[macOS only] Use this skill when the user requests OCR (Optical Character Recognition), image/PDF text extraction. Uses macOS native Vision/PDFKit frameworks...
---
name: local-ocr
description: "[macOS only] Use this skill when the user requests OCR (Optical Character Recognition), image/PDF text extraction. Uses macOS native Vision/PDFKit frameworks. Triggers: '识别图片', 'OCR', '提取图片文字', '提取PDF文字', '识别PDF', 'extract text from image', 'PDF OCR'."
---
# Local OCR (macOS Only)
## Overview
⚠️ **Platform Requirement**: This skill is **macOS only**. It requires macOS 10.15+ (Catalina or later) and uses macOS native frameworks:
- **Vision framework** - For OCR text recognition
- **PDFKit framework** - For PDF processing
- **Core Graphics** - For image rendering
This skill provides OCR (Optical Character Recognition) capabilities using macOS native Vision framework. It extracts text from images and PDFs without requiring any third-party libraries or internet connection.
## Platform Requirements
⚠️ **macOS Only** - This skill cannot run on Linux, Windows, or other operating systems.
**Required:**
- macOS 10.15+ (Catalina or later)
- Vision framework (pre-installed on macOS)

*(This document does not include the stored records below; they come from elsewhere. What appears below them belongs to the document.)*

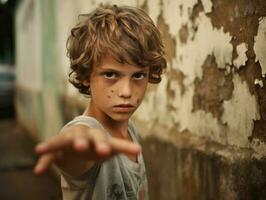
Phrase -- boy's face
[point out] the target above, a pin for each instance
(117, 89)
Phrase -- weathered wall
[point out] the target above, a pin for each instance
(39, 80)
(203, 127)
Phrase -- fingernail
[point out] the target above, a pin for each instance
(81, 142)
(40, 147)
(37, 169)
(104, 147)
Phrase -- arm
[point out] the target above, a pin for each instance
(78, 147)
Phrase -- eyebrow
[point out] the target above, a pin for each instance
(120, 72)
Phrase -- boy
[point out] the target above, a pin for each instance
(114, 53)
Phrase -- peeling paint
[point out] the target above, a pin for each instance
(258, 82)
(242, 57)
(260, 45)
(259, 148)
(207, 5)
(238, 116)
(212, 89)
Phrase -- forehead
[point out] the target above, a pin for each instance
(108, 62)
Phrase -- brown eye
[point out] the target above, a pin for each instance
(139, 76)
(110, 75)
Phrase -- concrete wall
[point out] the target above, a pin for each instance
(203, 127)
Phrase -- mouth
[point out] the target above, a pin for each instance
(124, 108)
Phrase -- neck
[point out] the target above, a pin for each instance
(115, 128)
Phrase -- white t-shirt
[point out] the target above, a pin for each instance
(118, 178)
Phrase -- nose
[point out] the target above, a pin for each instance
(125, 89)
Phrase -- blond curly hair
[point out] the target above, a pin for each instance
(127, 33)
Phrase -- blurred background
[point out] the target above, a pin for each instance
(202, 128)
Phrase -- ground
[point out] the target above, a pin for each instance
(17, 159)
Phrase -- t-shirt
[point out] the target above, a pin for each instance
(118, 178)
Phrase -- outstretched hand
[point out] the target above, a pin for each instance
(79, 145)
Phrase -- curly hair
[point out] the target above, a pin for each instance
(127, 33)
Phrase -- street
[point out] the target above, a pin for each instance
(17, 181)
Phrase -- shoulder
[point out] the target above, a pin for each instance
(132, 131)
(84, 120)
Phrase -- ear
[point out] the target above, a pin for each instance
(86, 82)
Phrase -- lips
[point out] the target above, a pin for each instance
(124, 108)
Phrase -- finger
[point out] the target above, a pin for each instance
(122, 146)
(53, 144)
(44, 163)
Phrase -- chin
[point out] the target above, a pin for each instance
(120, 117)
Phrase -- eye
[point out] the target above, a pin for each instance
(139, 76)
(110, 75)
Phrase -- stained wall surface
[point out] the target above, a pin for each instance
(205, 120)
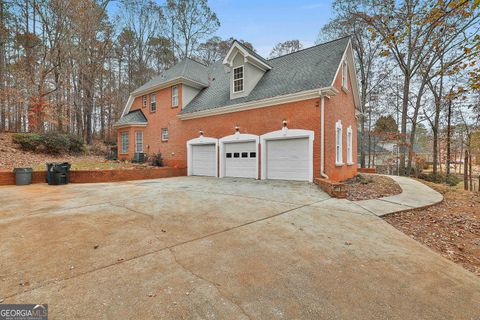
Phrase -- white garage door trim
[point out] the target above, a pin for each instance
(200, 141)
(286, 133)
(235, 138)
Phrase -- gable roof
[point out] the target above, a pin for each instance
(307, 69)
(186, 69)
(136, 117)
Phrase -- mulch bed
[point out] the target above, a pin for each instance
(369, 186)
(452, 228)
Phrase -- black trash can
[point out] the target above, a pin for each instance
(58, 173)
(23, 176)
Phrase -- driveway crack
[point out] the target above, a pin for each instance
(214, 284)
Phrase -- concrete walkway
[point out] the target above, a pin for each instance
(414, 195)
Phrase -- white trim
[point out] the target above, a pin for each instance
(348, 54)
(234, 138)
(339, 144)
(242, 78)
(163, 85)
(349, 146)
(201, 141)
(322, 138)
(286, 133)
(228, 60)
(293, 97)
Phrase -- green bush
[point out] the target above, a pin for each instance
(28, 141)
(51, 143)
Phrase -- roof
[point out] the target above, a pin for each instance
(187, 68)
(310, 68)
(133, 117)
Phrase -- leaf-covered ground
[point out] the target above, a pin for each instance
(11, 157)
(451, 228)
(367, 186)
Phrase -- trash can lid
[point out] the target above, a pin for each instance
(22, 170)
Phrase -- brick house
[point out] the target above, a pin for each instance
(291, 117)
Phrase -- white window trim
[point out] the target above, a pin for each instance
(136, 142)
(349, 146)
(242, 78)
(286, 133)
(124, 147)
(175, 97)
(163, 139)
(154, 101)
(339, 144)
(345, 74)
(237, 137)
(200, 141)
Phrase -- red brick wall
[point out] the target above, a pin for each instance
(341, 107)
(299, 115)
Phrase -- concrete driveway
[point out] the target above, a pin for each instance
(205, 248)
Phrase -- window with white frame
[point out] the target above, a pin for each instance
(238, 79)
(175, 96)
(344, 74)
(338, 143)
(153, 102)
(125, 142)
(139, 142)
(349, 145)
(164, 134)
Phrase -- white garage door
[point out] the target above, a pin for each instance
(241, 159)
(287, 159)
(204, 160)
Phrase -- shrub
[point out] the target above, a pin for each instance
(28, 141)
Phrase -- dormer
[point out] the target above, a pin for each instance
(246, 68)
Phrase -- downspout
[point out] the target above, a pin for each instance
(322, 137)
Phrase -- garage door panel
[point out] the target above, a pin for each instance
(243, 166)
(204, 160)
(288, 159)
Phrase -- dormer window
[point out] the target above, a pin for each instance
(238, 79)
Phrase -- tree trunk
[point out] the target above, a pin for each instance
(465, 171)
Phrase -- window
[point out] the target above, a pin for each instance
(175, 96)
(153, 102)
(139, 142)
(338, 139)
(164, 134)
(344, 74)
(349, 145)
(238, 79)
(124, 142)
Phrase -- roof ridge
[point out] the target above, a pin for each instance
(312, 47)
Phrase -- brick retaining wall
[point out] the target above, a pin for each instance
(93, 176)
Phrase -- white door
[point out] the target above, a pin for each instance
(287, 159)
(204, 160)
(241, 159)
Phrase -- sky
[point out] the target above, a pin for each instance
(264, 23)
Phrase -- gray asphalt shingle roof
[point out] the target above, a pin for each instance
(188, 68)
(310, 68)
(133, 117)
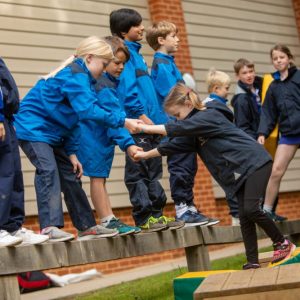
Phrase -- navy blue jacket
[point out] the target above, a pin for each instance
(52, 109)
(282, 105)
(246, 109)
(164, 74)
(9, 102)
(136, 91)
(229, 153)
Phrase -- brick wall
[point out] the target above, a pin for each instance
(289, 204)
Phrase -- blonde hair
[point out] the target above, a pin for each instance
(159, 29)
(89, 46)
(216, 78)
(179, 94)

- PDFKit framework (pre-installed on macOS)
**Why macOS Only?**
- Uses `Vision` framework for OCR (macOS/iOS only)
- Uses `PDFKit` framework for PDF processing (macOS/iOS only)
- Uses `AppKit`/`Core Graphics` for image handling (macOS only)
## When to Use This Skill
Trigger this skill when the user:
- Requests OCR or image text extraction
- Mentions extracting text from images, screenshots, PDF files, or scanned documents
- Uses keywords like: "识别图片", "OCR", "提取文字", "提取PDF文字", "识别PDF", "extract text from image", "PDF OCR"
- Provides an image file or PDF file and asks to read or extract its content
## Core Capabilities
### 1. Text Extraction from Images
Use `scripts/ocr_vision_pro.swift` for comprehensive OCR with the following features:
- Multi-language support (Chinese, English, Japanese, Korean, and more)
- **Two output modes** (mutually exclusive):
- **Text Mode** (`-t`): Output only extracted text (default)
- **JSON Mode** (`-j`): Output complete raw info including text, position, and confidence as JSON
- Confidence scores for each detected text block
- Bounding box information (text position in image)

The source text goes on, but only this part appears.